-2 upvotes, 1 direct replies (showing 1)
View submission: Yes, Dads Can Struggle With Postpartum Depression—Here’s Why
I get so fucking sick of hearing this every time something has an affect on men.
Bones break in different ways, but they're all refered to as "fractures". Trauma from a car crash is different from trauma experienced by a soldier, but it's still PTSD. And PPD experienced by those who give birth and those who don't is different, *but it's still PPD*.
Nothing is ever "the same" for women. Men and women are different. But every. Fucking. Time. Someone brings up an issue that affects men, there's always someone derailing by talking about "how it affects women differently". And it gets echoed constantly by people trying to diminish the issues men face.
I have literally never once seen a thread talking about an issue that affects both men and women, that did not have at least one person trying to make this argument and *I am tired of it*.
If you want to talk about how PPD affects women and men differently, that's fine. But stop making it about how it's somehow hurting women or disrespectful to women for men to talk about a roughly similar issue affects them- all over semantics.

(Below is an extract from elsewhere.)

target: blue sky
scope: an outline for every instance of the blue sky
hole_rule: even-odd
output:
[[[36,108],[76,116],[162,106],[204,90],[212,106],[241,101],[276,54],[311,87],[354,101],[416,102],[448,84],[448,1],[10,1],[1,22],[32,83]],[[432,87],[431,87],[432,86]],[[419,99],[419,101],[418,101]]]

Comment by Jealous-Factor7345 at 10/01/2025 at 18:52 UTC
10 upvotes, 2 direct replies
I'm sorry, but you're just wrong about this. It's comparing apples and oranges, and no amount of being mad about it changes it. A fracture isn't the same as an infarction isn't the same as an aneurism.
Nothing is ever "the same" for women.
Lots of things are "the same". This just isn't one of them. PPD/PPA is a specific experience relating to what happens to women after giving birth. Men quite literally can't be post partum because they're not the ones who gave birth.
Talking about male PPD is like using the pronoun "we" when discussion pregnancy. Only one member of the couple is pregnant, and its not the man. That doesn't diminish the experience of being an expectant father, but it does differentiate it.
Some things just aren't symmetrical in life, and that's ok. You don't have to experience the same thing as someone else for it to be important.
But stop making it about how it's somehow hurting women or disrespectful to women for men to talk about a roughly similar issue affects them- all over semantics.
Either semantics matter or they don't. If they matter, then it matters how we refer to PPD. If it doesn't, why are you arguing with me.